Adding up all times and subsuming terms \(O(\mu ^2 \log (\mu )) = O(\mu n \log \mu )\) and \(O(n \log n) = O(n^k/\mu + n^{k-1} \log \mu )\) completes the proof.    \(\square \)

5 Conclusion

A rigorous analysis of the (\(\mu \)+1) GA has been presented showing how the use of both crossover and mutation considerably speeds up the runtime for \(\mathrm {Jump}_k\) compared to algorithms using mutation only.

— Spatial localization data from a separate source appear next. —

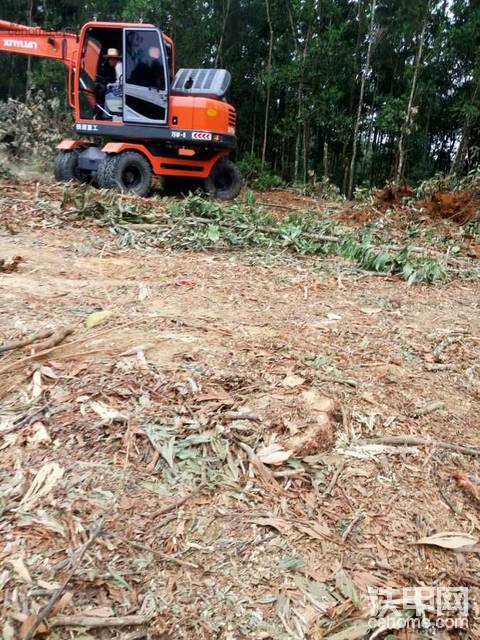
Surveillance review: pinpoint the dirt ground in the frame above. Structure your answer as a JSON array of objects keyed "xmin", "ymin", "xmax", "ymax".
[{"xmin": 1, "ymin": 180, "xmax": 480, "ymax": 639}]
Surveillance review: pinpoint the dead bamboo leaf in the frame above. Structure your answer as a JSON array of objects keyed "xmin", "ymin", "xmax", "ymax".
[
  {"xmin": 335, "ymin": 567, "xmax": 360, "ymax": 605},
  {"xmin": 20, "ymin": 462, "xmax": 64, "ymax": 511},
  {"xmin": 8, "ymin": 557, "xmax": 32, "ymax": 584},
  {"xmin": 257, "ymin": 443, "xmax": 292, "ymax": 466},
  {"xmin": 19, "ymin": 616, "xmax": 47, "ymax": 639},
  {"xmin": 414, "ymin": 531, "xmax": 478, "ymax": 549},
  {"xmin": 90, "ymin": 401, "xmax": 127, "ymax": 424},
  {"xmin": 325, "ymin": 620, "xmax": 370, "ymax": 640},
  {"xmin": 27, "ymin": 422, "xmax": 51, "ymax": 446},
  {"xmin": 283, "ymin": 373, "xmax": 305, "ymax": 388},
  {"xmin": 250, "ymin": 517, "xmax": 291, "ymax": 535}
]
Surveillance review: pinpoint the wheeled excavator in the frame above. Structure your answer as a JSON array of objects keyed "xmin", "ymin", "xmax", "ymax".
[{"xmin": 0, "ymin": 19, "xmax": 241, "ymax": 198}]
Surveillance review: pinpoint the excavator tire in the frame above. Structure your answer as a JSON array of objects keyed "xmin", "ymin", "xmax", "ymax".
[
  {"xmin": 54, "ymin": 150, "xmax": 80, "ymax": 182},
  {"xmin": 205, "ymin": 157, "xmax": 242, "ymax": 201},
  {"xmin": 97, "ymin": 151, "xmax": 152, "ymax": 197}
]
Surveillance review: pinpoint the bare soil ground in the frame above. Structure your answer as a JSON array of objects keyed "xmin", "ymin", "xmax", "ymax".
[{"xmin": 1, "ymin": 179, "xmax": 480, "ymax": 639}]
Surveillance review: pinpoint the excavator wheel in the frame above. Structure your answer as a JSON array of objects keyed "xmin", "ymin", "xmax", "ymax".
[
  {"xmin": 54, "ymin": 150, "xmax": 80, "ymax": 183},
  {"xmin": 205, "ymin": 157, "xmax": 242, "ymax": 201},
  {"xmin": 97, "ymin": 151, "xmax": 152, "ymax": 197}
]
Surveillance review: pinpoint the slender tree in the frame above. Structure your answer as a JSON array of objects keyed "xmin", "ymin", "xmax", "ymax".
[
  {"xmin": 347, "ymin": 0, "xmax": 376, "ymax": 199},
  {"xmin": 395, "ymin": 0, "xmax": 432, "ymax": 184},
  {"xmin": 261, "ymin": 0, "xmax": 274, "ymax": 165}
]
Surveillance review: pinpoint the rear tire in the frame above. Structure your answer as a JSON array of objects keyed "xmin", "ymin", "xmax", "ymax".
[
  {"xmin": 205, "ymin": 158, "xmax": 242, "ymax": 201},
  {"xmin": 97, "ymin": 151, "xmax": 152, "ymax": 197},
  {"xmin": 54, "ymin": 150, "xmax": 80, "ymax": 182}
]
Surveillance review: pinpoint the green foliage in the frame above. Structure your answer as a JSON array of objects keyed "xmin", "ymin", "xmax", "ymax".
[
  {"xmin": 58, "ymin": 183, "xmax": 449, "ymax": 284},
  {"xmin": 0, "ymin": 162, "xmax": 15, "ymax": 181},
  {"xmin": 417, "ymin": 168, "xmax": 480, "ymax": 199},
  {"xmin": 237, "ymin": 154, "xmax": 284, "ymax": 191}
]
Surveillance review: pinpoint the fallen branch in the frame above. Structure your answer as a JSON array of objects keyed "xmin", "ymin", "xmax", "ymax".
[
  {"xmin": 223, "ymin": 409, "xmax": 261, "ymax": 422},
  {"xmin": 25, "ymin": 518, "xmax": 104, "ymax": 640},
  {"xmin": 51, "ymin": 613, "xmax": 153, "ymax": 629},
  {"xmin": 0, "ymin": 329, "xmax": 53, "ymax": 355},
  {"xmin": 31, "ymin": 326, "xmax": 74, "ymax": 354},
  {"xmin": 359, "ymin": 436, "xmax": 480, "ymax": 457},
  {"xmin": 0, "ymin": 318, "xmax": 146, "ymax": 377},
  {"xmin": 413, "ymin": 400, "xmax": 445, "ymax": 417}
]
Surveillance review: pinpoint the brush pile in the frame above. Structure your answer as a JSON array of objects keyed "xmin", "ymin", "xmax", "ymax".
[{"xmin": 0, "ymin": 94, "xmax": 72, "ymax": 161}]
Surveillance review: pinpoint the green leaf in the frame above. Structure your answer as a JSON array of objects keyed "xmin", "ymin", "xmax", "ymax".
[{"xmin": 85, "ymin": 309, "xmax": 113, "ymax": 329}]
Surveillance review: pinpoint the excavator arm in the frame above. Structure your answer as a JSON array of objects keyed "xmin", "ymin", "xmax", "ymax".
[{"xmin": 0, "ymin": 20, "xmax": 77, "ymax": 67}]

Traditionally it has been believed that crossover may be useful only if sufficient diversity is readily available and that the emergence of diversity in the population is due to either mutation alone or should be enforced by the introduction of diversity mechanisms [4, 6, 9]. Indeed, previous work highlighting that crossover may be beneficial for \(\mathrm {Jump}_k\) used unrealistically low crossover probabilities to allow mutation alone to create sufficient diversity. Conversely, our analysis shows that the interplay between crossover and mutation on the plateau of local optima of the \(\mathrm {Jump}_k\) function quickly leads to a burst of diversity that is then exploited by both operators to reach the global optimum.